The church of Hosios David is very small. When built in the fifth century, it was a diminutive cross-in-square church, perhaps 12.1 metres by 12.3 metres, with a single protruding apse and probably a central internal dome. It's up a steep hill, often locked in my experience and guarded by a dragon of a woman who gets very cross if you try to take pictures of the mosaic.

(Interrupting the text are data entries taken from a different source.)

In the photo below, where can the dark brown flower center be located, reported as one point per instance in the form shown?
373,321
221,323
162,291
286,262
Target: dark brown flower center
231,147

The mosaic is equally small since the apse is all of 5.5 metres by 2.5 metres. But it is striking and very unusual and difficult to understand – indeed, I’m not sure we do understand it. The iconography is unique – among surviving mosaics. In the centre, seated within a circular mandorla on a rainbow, is a young and beardless Christ holding an open scroll. He has been variously interpreted as an Emperor, as Christ Emmanuel (EXPLAIN), and even as a feminised figure. Around the mandorla are the four apocalyptic creatures/evangelist symbols, man (Matthew), lion (Mark), ox (Luke), eagle (John). Below the mandorla, the four rivers of Paradise flow. But uniquely (in surviving imagery), to Christ’s right stands a grey-bearded male figure, raising his hands to his ears and bending down. Behind him is a city situated in a rural landscape and in front of him, a bearded male figure, half-length and naked, shown in almost a grisaille technique, looks back at him, wide-eyed, and hand upraised, from the blue fish-filled water of the rivers below. On Christ’s left is a seated figure, also grey-bearded, an open book on his lap, hand to chin in contemplative pose. The text within this book reads: ‘A living source, capable of receiving and nourishing the souls of the faithful [is] this all-honoured house’ Behind this figure, in the rocky landscape, is a hut.

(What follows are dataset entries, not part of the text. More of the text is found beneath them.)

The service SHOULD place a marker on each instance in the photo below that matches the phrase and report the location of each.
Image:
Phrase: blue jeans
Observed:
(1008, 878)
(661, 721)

Who these two men and the figure in the water were meant to be is totally obscure. Were they meant as Old Testament prophets? New Testament figures? A mixture of both? And if so, which ones? : suggestions include Ezekiel and Isaiah, Ezekiel and Zachariah, Ezekiel and John the Evangelist, Isaiah and John the Evangelist, Peter and Paul, and Ezekiel and Habakkuk. This last is the most widely-accepted interpretation, because this is how a (probably) twelfth-century account written by an Abbot Ignatios identified the two figures What was the reason for the city and the hut in the background? Who is the bloke in the river? He is sometimes identified as a personification of the River Jordan. Such personifications of rivers, landscapes and abstract ideas (like ‘Victory’ or ‘Good Health’) were common in Roman art.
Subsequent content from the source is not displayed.